It notes that between 1991 and 2001, the number of high school students who say they have never had sexual intercourse increased by 8.5 percent. The same report shows that well over half (54.4 percent) of all high school students have never had sexual intercourse. They have rejected the "just do it" mantra and the percentage tells us there are more virgins than nonvirgins. Perhaps young people are realizing that being a virgin means there are fewer emotional heartaches as well as freedom from worry about STDs. Sex creates a strong emotional bond. If that bond is created with someone other than a spouse, the odds are extremely high that at some point it will be broken—resulting in deep emotional pain and suffering.
It's interesting that the same report says that 67 percent of high school students are not currently sexually active. That means some have had sex in the past, but are no longer sexually active. There are obviously many young people who have made mistakes in the area of sex, but have stopped. Sometimes after making a mistake in this area people get discouraged or even depressed.
It is easy for them to reason that since they cannot turn back the clock, they may as well just keep on being sexually active.
Remaining a virgin has wonderful blessings—physical, emotional and spiritual. Perhaps it's time we shifted the meaning of that word back toward something that is beautiful and of the highest quality.

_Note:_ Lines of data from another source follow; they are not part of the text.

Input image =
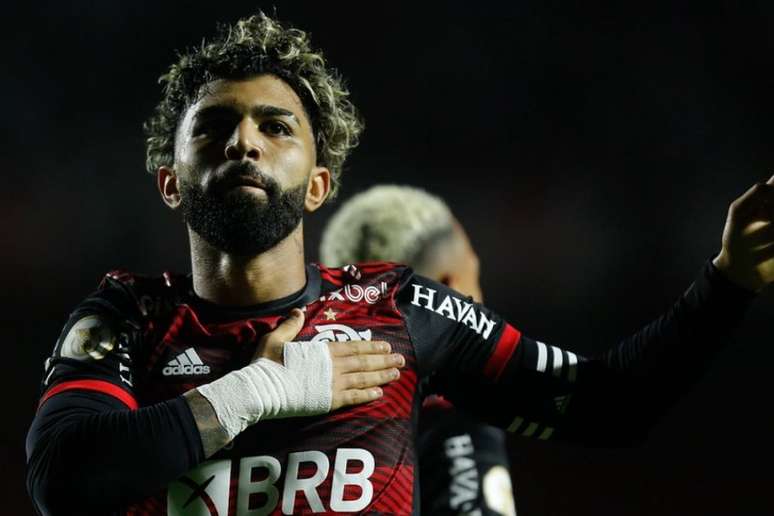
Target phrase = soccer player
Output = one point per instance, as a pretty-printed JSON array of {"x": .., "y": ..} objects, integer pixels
[
  {"x": 463, "y": 463},
  {"x": 164, "y": 394}
]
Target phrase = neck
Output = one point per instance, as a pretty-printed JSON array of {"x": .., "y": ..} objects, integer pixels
[{"x": 225, "y": 279}]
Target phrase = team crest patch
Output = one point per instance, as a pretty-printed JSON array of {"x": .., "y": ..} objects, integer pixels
[{"x": 89, "y": 338}]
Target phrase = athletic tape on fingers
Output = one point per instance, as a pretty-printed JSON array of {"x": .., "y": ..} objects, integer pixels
[{"x": 267, "y": 390}]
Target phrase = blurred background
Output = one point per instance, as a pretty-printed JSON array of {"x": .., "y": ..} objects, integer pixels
[{"x": 590, "y": 149}]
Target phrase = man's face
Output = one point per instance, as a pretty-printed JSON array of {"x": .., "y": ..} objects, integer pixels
[{"x": 243, "y": 156}]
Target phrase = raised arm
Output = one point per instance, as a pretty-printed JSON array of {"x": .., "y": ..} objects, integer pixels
[{"x": 491, "y": 369}]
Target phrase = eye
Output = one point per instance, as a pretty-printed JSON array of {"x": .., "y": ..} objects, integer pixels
[
  {"x": 212, "y": 128},
  {"x": 275, "y": 128}
]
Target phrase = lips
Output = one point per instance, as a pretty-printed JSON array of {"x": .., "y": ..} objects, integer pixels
[{"x": 236, "y": 181}]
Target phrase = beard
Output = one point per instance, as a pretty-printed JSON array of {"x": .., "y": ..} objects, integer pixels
[{"x": 233, "y": 221}]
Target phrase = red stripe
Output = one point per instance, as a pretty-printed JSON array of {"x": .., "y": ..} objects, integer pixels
[
  {"x": 504, "y": 349},
  {"x": 93, "y": 385}
]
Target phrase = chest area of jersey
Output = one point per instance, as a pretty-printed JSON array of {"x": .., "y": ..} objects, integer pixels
[{"x": 183, "y": 350}]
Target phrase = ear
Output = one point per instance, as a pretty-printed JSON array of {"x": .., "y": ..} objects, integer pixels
[
  {"x": 166, "y": 181},
  {"x": 318, "y": 188}
]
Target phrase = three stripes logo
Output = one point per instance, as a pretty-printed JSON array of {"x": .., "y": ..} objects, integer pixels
[{"x": 186, "y": 363}]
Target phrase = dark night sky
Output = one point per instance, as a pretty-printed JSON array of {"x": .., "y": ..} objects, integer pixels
[{"x": 590, "y": 151}]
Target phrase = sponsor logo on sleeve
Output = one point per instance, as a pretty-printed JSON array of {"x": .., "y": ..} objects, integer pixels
[
  {"x": 453, "y": 308},
  {"x": 89, "y": 338}
]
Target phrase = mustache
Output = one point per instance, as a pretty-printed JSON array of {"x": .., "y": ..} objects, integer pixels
[{"x": 243, "y": 173}]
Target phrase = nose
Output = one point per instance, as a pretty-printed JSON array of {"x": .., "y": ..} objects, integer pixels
[{"x": 244, "y": 142}]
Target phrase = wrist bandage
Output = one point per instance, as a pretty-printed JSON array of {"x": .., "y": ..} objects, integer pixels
[{"x": 267, "y": 390}]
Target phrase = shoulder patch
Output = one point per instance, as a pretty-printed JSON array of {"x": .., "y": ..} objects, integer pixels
[{"x": 89, "y": 338}]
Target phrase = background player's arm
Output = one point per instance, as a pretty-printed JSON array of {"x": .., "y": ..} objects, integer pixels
[{"x": 488, "y": 367}]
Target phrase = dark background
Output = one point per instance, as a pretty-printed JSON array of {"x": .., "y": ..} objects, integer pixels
[{"x": 591, "y": 149}]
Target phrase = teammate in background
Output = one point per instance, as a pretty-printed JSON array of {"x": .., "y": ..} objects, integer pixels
[
  {"x": 407, "y": 225},
  {"x": 171, "y": 394}
]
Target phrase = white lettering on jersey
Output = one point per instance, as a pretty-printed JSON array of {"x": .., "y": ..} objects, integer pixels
[
  {"x": 341, "y": 479},
  {"x": 208, "y": 484},
  {"x": 307, "y": 485},
  {"x": 464, "y": 475},
  {"x": 339, "y": 333},
  {"x": 266, "y": 486},
  {"x": 454, "y": 309},
  {"x": 356, "y": 293}
]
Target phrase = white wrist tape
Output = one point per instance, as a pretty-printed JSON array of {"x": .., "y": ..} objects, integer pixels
[{"x": 267, "y": 390}]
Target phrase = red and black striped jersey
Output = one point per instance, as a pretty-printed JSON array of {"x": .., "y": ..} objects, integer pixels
[{"x": 161, "y": 340}]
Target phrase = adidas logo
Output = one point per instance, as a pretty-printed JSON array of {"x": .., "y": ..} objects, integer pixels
[{"x": 186, "y": 363}]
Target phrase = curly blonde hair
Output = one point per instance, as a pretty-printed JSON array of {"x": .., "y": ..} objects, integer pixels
[
  {"x": 393, "y": 223},
  {"x": 253, "y": 46}
]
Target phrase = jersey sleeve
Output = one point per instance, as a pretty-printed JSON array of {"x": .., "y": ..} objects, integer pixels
[
  {"x": 482, "y": 364},
  {"x": 91, "y": 448},
  {"x": 97, "y": 346}
]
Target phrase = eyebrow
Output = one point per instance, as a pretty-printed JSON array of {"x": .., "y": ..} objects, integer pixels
[{"x": 259, "y": 111}]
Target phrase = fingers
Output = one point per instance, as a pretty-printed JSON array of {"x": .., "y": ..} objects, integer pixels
[
  {"x": 270, "y": 345},
  {"x": 358, "y": 347},
  {"x": 756, "y": 201},
  {"x": 364, "y": 380},
  {"x": 758, "y": 234},
  {"x": 355, "y": 397}
]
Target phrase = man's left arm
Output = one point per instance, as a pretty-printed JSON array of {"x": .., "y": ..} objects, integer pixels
[{"x": 490, "y": 368}]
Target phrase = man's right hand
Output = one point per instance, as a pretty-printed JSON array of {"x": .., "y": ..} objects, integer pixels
[{"x": 359, "y": 366}]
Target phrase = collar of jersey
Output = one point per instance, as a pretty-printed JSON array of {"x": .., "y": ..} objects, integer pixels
[{"x": 305, "y": 296}]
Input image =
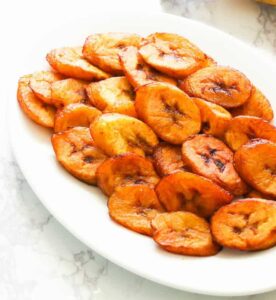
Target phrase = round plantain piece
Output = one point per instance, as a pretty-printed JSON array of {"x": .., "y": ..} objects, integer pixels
[
  {"x": 242, "y": 129},
  {"x": 211, "y": 158},
  {"x": 68, "y": 91},
  {"x": 77, "y": 153},
  {"x": 167, "y": 159},
  {"x": 70, "y": 62},
  {"x": 214, "y": 118},
  {"x": 117, "y": 134},
  {"x": 171, "y": 113},
  {"x": 41, "y": 82},
  {"x": 125, "y": 169},
  {"x": 221, "y": 85},
  {"x": 134, "y": 206},
  {"x": 184, "y": 233},
  {"x": 247, "y": 225},
  {"x": 39, "y": 112},
  {"x": 172, "y": 54},
  {"x": 112, "y": 95},
  {"x": 75, "y": 115},
  {"x": 257, "y": 106},
  {"x": 137, "y": 71},
  {"x": 190, "y": 192},
  {"x": 103, "y": 49},
  {"x": 256, "y": 164}
]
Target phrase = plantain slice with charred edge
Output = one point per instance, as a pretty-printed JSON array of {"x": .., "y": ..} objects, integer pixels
[
  {"x": 214, "y": 118},
  {"x": 171, "y": 114},
  {"x": 77, "y": 153},
  {"x": 117, "y": 134},
  {"x": 190, "y": 192},
  {"x": 247, "y": 225},
  {"x": 70, "y": 62},
  {"x": 41, "y": 82},
  {"x": 74, "y": 115},
  {"x": 184, "y": 233},
  {"x": 221, "y": 85},
  {"x": 112, "y": 95},
  {"x": 137, "y": 71},
  {"x": 242, "y": 129},
  {"x": 103, "y": 49},
  {"x": 211, "y": 158},
  {"x": 172, "y": 54},
  {"x": 134, "y": 206},
  {"x": 125, "y": 169},
  {"x": 167, "y": 159},
  {"x": 39, "y": 112},
  {"x": 256, "y": 164}
]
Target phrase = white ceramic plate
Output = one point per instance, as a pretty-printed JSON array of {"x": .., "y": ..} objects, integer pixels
[{"x": 82, "y": 208}]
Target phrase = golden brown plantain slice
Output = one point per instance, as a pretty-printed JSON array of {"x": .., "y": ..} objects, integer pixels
[
  {"x": 171, "y": 114},
  {"x": 211, "y": 158},
  {"x": 241, "y": 129},
  {"x": 247, "y": 225},
  {"x": 134, "y": 207},
  {"x": 74, "y": 115},
  {"x": 184, "y": 233},
  {"x": 172, "y": 54},
  {"x": 190, "y": 192},
  {"x": 70, "y": 62},
  {"x": 77, "y": 153},
  {"x": 256, "y": 164},
  {"x": 214, "y": 118},
  {"x": 103, "y": 49},
  {"x": 167, "y": 159},
  {"x": 112, "y": 95},
  {"x": 40, "y": 84},
  {"x": 221, "y": 85},
  {"x": 257, "y": 105},
  {"x": 41, "y": 113},
  {"x": 68, "y": 91},
  {"x": 137, "y": 71},
  {"x": 117, "y": 134},
  {"x": 125, "y": 169}
]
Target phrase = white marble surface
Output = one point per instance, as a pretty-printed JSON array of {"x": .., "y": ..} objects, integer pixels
[{"x": 39, "y": 259}]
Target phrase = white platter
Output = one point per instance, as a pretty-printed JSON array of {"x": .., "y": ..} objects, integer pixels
[{"x": 82, "y": 208}]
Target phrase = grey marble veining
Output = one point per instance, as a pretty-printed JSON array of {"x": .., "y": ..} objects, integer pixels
[{"x": 39, "y": 258}]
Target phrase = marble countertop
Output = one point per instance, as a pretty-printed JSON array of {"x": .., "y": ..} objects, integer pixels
[{"x": 39, "y": 258}]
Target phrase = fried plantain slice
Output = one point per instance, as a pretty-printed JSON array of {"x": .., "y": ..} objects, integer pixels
[
  {"x": 171, "y": 114},
  {"x": 70, "y": 62},
  {"x": 103, "y": 49},
  {"x": 40, "y": 84},
  {"x": 190, "y": 192},
  {"x": 134, "y": 206},
  {"x": 241, "y": 129},
  {"x": 74, "y": 115},
  {"x": 257, "y": 105},
  {"x": 167, "y": 159},
  {"x": 117, "y": 134},
  {"x": 247, "y": 225},
  {"x": 137, "y": 71},
  {"x": 183, "y": 233},
  {"x": 112, "y": 95},
  {"x": 214, "y": 118},
  {"x": 68, "y": 91},
  {"x": 39, "y": 112},
  {"x": 125, "y": 169},
  {"x": 172, "y": 54},
  {"x": 77, "y": 153},
  {"x": 211, "y": 158},
  {"x": 221, "y": 85},
  {"x": 256, "y": 164}
]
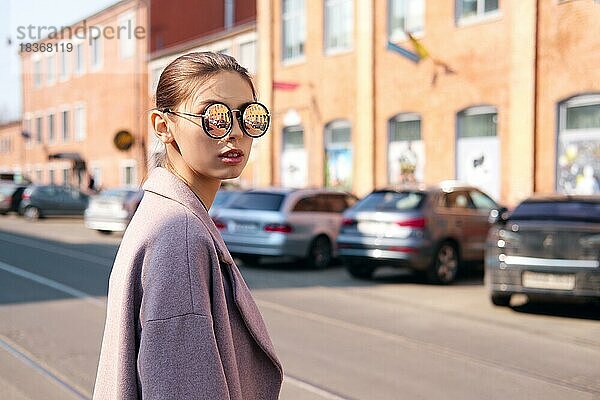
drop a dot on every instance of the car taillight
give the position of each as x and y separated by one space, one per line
348 221
281 228
417 223
219 224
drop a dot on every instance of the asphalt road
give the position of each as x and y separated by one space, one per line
338 338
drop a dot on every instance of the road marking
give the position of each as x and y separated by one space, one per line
52 284
432 347
58 250
326 394
22 356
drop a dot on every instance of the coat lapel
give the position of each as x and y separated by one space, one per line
164 183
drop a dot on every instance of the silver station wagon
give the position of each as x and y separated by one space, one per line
547 247
300 223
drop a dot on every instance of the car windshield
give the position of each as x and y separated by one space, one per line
557 210
120 193
391 201
258 201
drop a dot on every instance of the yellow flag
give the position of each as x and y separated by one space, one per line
419 48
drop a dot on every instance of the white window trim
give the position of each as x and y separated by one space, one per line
122 21
83 58
98 67
332 51
50 82
128 163
479 17
62 46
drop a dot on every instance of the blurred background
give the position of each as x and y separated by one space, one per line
412 142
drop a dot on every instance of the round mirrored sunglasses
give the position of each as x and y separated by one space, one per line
217 119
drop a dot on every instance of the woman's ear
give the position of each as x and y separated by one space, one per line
160 123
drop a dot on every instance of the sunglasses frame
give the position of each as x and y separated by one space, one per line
240 113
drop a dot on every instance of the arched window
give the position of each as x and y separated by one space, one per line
338 154
578 152
406 155
293 157
478 148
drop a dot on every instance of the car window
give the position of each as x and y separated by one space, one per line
482 201
306 204
261 201
457 199
586 211
391 201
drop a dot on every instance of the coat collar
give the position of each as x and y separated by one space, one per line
164 183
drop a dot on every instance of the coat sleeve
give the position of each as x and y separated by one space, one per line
179 359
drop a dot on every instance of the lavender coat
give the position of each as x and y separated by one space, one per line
181 322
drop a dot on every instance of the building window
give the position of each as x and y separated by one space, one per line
65 125
229 13
578 152
339 24
478 149
338 155
406 153
51 125
79 60
37 73
126 36
405 16
475 9
294 29
247 56
51 68
294 163
96 52
64 64
38 129
79 123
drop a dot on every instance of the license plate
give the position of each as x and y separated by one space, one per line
539 280
372 228
245 227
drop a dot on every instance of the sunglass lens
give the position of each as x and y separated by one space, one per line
256 119
217 120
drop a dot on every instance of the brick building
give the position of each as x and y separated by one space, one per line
475 94
77 97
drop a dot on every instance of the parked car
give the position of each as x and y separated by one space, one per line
223 197
112 209
301 223
10 196
548 246
50 200
428 229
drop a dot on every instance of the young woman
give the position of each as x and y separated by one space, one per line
181 322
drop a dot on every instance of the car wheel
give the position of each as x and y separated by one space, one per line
319 254
249 259
360 271
32 213
500 299
444 265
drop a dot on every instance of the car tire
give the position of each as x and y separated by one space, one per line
320 253
500 299
249 259
445 263
32 213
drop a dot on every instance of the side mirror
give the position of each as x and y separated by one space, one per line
498 216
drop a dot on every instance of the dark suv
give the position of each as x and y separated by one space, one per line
46 200
548 246
427 229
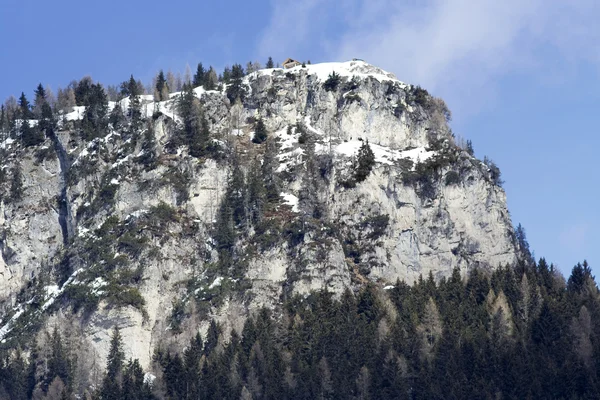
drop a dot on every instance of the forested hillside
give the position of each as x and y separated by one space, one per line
311 232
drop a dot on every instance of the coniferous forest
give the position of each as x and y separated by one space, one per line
519 333
522 332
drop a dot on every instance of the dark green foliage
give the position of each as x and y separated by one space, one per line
494 171
260 132
25 108
95 118
116 118
270 63
452 178
210 80
421 96
332 82
470 149
523 246
16 184
162 90
269 171
148 157
60 364
30 136
235 86
195 131
257 196
114 368
365 162
83 90
199 76
442 342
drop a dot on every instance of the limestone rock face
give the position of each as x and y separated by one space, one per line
427 206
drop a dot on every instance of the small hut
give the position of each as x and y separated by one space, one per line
290 63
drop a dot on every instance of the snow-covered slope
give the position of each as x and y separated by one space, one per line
426 206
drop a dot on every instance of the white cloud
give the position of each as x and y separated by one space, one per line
455 48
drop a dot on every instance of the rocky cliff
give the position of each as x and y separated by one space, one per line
123 229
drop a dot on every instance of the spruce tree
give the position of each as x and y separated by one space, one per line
59 364
95 118
135 107
148 157
24 108
260 132
269 170
199 76
235 86
16 185
270 63
365 162
210 79
39 100
161 89
111 386
256 192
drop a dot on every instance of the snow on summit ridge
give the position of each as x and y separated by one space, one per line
349 69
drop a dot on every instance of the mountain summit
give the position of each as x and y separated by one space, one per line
161 212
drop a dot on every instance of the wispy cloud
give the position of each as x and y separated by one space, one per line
455 48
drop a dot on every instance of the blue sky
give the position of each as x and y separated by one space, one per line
520 77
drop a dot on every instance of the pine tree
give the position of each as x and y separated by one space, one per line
3 121
95 118
161 89
193 372
210 79
116 118
270 63
135 106
47 123
111 386
235 86
83 90
365 162
269 170
30 136
332 82
148 155
212 338
256 192
260 132
199 76
470 149
39 101
24 108
16 186
59 364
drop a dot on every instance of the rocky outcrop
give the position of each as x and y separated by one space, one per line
426 207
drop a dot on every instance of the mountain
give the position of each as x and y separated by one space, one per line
161 216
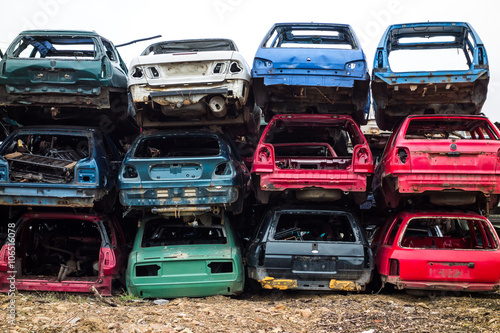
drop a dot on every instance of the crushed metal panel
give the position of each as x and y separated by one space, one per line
400 92
311 67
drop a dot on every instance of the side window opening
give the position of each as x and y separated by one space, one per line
447 233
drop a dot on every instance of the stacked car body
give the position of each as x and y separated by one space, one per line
312 169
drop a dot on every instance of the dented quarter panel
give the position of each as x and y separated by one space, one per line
37 82
351 176
181 84
439 165
75 193
437 268
398 94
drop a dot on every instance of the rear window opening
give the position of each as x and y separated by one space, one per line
59 249
437 53
204 229
314 37
177 146
55 47
45 158
314 227
448 233
456 129
312 146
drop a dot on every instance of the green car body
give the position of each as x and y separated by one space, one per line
175 257
62 74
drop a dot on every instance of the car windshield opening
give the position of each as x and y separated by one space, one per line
311 37
314 227
450 128
205 229
55 47
448 233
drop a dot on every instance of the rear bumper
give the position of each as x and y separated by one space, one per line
419 183
58 95
267 281
185 289
154 197
72 285
236 89
284 179
442 285
49 196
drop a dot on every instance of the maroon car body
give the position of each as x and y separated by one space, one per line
63 252
319 157
438 251
449 159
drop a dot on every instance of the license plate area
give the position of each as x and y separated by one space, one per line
314 265
450 270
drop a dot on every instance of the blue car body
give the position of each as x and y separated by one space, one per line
182 171
311 68
397 94
58 166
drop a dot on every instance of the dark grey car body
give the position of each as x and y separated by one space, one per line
309 249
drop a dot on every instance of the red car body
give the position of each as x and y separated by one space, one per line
63 252
438 251
320 157
450 159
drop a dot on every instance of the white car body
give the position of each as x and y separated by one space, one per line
211 86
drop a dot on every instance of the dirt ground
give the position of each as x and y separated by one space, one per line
275 311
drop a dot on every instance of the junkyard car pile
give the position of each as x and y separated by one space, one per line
297 197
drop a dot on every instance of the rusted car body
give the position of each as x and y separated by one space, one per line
446 159
316 157
194 256
312 68
432 87
64 252
50 74
175 171
309 249
192 83
63 166
434 250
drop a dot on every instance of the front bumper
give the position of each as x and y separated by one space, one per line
236 90
50 196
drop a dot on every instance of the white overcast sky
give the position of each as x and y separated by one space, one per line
247 21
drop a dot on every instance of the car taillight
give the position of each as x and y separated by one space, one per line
87 176
264 159
108 261
402 160
394 267
4 257
362 159
129 172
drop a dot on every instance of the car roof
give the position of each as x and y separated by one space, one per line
311 25
60 32
439 214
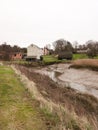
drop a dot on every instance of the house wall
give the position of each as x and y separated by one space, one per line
33 50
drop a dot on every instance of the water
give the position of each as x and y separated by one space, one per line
83 80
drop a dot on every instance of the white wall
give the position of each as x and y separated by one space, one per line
33 50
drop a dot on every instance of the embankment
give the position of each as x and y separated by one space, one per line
76 111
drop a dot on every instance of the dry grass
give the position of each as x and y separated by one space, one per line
86 63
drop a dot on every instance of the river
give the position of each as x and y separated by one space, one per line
82 80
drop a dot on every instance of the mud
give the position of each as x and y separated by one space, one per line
83 80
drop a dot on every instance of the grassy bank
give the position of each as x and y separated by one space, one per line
18 111
80 111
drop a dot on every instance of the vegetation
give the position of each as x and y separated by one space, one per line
79 112
17 109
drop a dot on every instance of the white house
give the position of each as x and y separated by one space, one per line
34 51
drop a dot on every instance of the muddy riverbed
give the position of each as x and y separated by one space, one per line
82 80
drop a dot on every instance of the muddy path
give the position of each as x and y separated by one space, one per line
83 80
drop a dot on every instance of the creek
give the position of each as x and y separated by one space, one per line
82 80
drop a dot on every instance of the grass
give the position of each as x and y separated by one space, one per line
82 105
18 111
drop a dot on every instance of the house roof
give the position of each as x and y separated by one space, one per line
34 45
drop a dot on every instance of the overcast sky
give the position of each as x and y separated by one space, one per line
41 22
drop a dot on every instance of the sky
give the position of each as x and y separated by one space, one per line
41 22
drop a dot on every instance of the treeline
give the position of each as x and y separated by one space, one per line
7 50
65 48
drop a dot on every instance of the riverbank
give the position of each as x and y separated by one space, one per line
78 111
91 64
18 109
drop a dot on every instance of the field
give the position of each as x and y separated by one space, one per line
18 111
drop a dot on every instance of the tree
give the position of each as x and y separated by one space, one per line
63 49
62 45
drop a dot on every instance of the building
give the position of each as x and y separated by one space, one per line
34 52
16 56
46 51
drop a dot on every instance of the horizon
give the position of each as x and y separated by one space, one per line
42 22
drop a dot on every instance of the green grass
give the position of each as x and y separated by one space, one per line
18 111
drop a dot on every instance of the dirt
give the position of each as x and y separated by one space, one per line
83 80
60 99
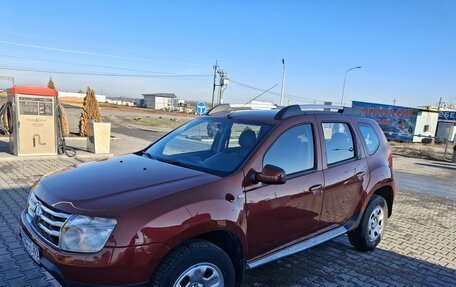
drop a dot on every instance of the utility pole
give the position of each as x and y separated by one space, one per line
224 81
213 84
343 88
283 82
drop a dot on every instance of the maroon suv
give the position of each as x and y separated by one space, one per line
197 208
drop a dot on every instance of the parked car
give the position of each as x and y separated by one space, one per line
193 210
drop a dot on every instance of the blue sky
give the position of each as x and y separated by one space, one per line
406 48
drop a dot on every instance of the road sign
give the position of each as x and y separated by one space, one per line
201 108
449 116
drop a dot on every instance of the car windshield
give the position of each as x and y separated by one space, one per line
213 145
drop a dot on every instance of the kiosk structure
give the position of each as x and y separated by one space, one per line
34 120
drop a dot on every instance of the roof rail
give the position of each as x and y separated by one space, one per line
219 109
295 110
223 108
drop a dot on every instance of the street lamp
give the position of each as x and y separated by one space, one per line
7 78
345 78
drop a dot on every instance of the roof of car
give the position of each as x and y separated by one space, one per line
280 114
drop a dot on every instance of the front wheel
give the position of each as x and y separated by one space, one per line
197 263
373 223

Entering marriage as a virgin shows that a person has chosen to remain pure and unexploited for his or her future mate. And if someone has already made a mistake in this area, "second virginity" will bring blessings from that point forward. The past cannot be undone, but there will not be any additional negative consequences. Virginity is worth it. Don't let anyone deceive you into thinking it is not—or that "everyone" is having sex. Don't be fooled by movies or soap operas. Married people, true to their partners, are the ones who really experience the intimate joys of the gift of sex.